Les menaces contre elle se sont intensifiées après qu’elle a été nommée présidente d’une commission parlementaire, formée plus tard en 2019, pour lutter contre le racisme, l’antisémitisme et l’incitation à la haine.

Segre a récemment reçu des menaces de mort d’anti-vaxxeurs en raison de son soutien au vaccin Covid-19. Elle est la personne la plus âgée d’Europe à avoir une escorte policière.

« Vivre sous escorte policière à l’âge de 92 ans est incroyable », a déclaré Segre. « J’ai subi des attaques racistes, des choses incroyables. Ce n’est jamais face à face; tout est consommé et amplifié en ligne – un lieu fermé où les ennemis du clavier libèrent le pire des instincts humains avec une brutalité authentique, avec leurs visages couverts et leurs identités déguisées en noms d’animaux. Je crains qu’il n’existe aucun remède efficace contre le racisme et l’intolérance. Il faut les combattre. C’est une guerre, comme Primo Levi l’a toujours dit. Levi était un écrivain qui faisait également partie des rares Juifs italiens à avoir survécu à Auschwitz et son livre Si c’est un homme est l’un des récits à la première personne les plus respectés de l’Holocauste.

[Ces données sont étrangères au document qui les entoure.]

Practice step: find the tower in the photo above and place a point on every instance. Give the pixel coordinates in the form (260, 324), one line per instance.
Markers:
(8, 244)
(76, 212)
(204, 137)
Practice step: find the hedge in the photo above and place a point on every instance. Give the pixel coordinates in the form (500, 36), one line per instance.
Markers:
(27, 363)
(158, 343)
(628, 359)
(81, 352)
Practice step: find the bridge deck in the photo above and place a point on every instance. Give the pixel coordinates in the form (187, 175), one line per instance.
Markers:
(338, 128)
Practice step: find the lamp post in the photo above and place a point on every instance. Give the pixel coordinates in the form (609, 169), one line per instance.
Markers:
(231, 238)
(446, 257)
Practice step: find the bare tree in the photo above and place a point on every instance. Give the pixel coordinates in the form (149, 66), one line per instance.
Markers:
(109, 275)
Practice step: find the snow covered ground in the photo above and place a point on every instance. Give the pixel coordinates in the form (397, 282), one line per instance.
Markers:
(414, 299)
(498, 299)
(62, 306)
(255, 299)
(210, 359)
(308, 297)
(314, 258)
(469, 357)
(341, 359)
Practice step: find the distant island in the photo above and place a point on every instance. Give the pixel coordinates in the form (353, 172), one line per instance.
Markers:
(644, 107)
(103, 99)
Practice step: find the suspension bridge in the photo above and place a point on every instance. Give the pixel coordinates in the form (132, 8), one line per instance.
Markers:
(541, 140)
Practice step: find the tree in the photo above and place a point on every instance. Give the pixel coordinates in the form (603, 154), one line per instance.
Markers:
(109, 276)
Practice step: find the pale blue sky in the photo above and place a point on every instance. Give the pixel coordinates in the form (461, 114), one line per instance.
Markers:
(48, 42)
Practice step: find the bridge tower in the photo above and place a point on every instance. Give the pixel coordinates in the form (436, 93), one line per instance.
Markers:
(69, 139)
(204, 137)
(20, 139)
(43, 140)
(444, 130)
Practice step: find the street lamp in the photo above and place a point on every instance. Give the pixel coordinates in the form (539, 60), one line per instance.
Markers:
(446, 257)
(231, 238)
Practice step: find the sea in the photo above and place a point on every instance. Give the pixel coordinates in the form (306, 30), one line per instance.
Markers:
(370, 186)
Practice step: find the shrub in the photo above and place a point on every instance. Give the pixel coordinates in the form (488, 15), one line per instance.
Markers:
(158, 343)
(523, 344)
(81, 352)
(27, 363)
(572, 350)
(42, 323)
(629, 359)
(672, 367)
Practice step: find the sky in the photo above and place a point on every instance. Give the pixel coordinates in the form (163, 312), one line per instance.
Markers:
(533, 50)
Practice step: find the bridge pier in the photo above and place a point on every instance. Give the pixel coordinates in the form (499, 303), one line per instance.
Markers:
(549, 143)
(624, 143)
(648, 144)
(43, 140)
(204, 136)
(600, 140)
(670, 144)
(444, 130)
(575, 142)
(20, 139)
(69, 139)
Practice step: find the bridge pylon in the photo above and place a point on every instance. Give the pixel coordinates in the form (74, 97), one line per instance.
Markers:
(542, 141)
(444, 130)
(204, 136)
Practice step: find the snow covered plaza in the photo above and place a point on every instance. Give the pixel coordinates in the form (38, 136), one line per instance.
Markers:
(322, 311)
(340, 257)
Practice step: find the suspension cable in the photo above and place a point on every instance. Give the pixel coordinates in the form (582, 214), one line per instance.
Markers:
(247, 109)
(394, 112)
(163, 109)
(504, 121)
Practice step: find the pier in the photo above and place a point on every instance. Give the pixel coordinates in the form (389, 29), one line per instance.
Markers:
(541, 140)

En tant que sénateur à vie, Segre a présidé la réouverture du Parlement en octobre après les élections générales de fin septembre qui ont vu les Frères d’Italie du Premier ministre Giorgia Meloni, un parti aux racines néofascistes, décrocher le pouvoir en coalition avec la Ligue d’extrême droite de Matteo Salvini et la Ligue d’extrême droite de Silvio Berlusconi. Forza Italie.

Pendant la campagne électorale, Segre avait exhorté Meloni à retirer la flamme tricolore néofasciste du logo officiel de son parti, mais a été ignorée.

Segre a prononcé un puissant discours à l’ouverture de la chambre basse du parlement, au cours duquel elle a rappelé les effets du fascisme sur sa jeunesse ainsi que le fait que le nouveau gouvernement prenait le pouvoir en un mois qui marquait le centenaire de la marche de Mussolini. sur Rome, l’événement qui a inauguré l’ère du fascisme en Italie.

Plus tard, Segre a serré la main et reçu des fleurs d’Ignazio Benito Maria La Russa, le président de la Chambre nouvellement élu qui collectionne les souvenirs fascistes.

« Le discours a été écrit avec le cœur sachant que la nouvelle majorité parlementaire s’inspire des idéaux de la droite avec une certaine inspiration nostalgique », a-t-elle déclaré.

Le fascisme et la reconstitution de partis fascistes sont interdits par la constitution italienne. « Notre constitution est antifasciste, quelque chose qui est un bouclier étoilé. Le respecter et l’appliquer est un devoir, l’élixir de la vie démocratique », a déclaré Segre, ajoutant qu’elle est « fière » de son rôle de sénatrice à vie. « Moi, un survivant des champs de la mort, je suis devenu membre du parlement de manière inattendue à ce moment de ma vie. Mon espoir pour l’avenir est que la mémoire triomphe.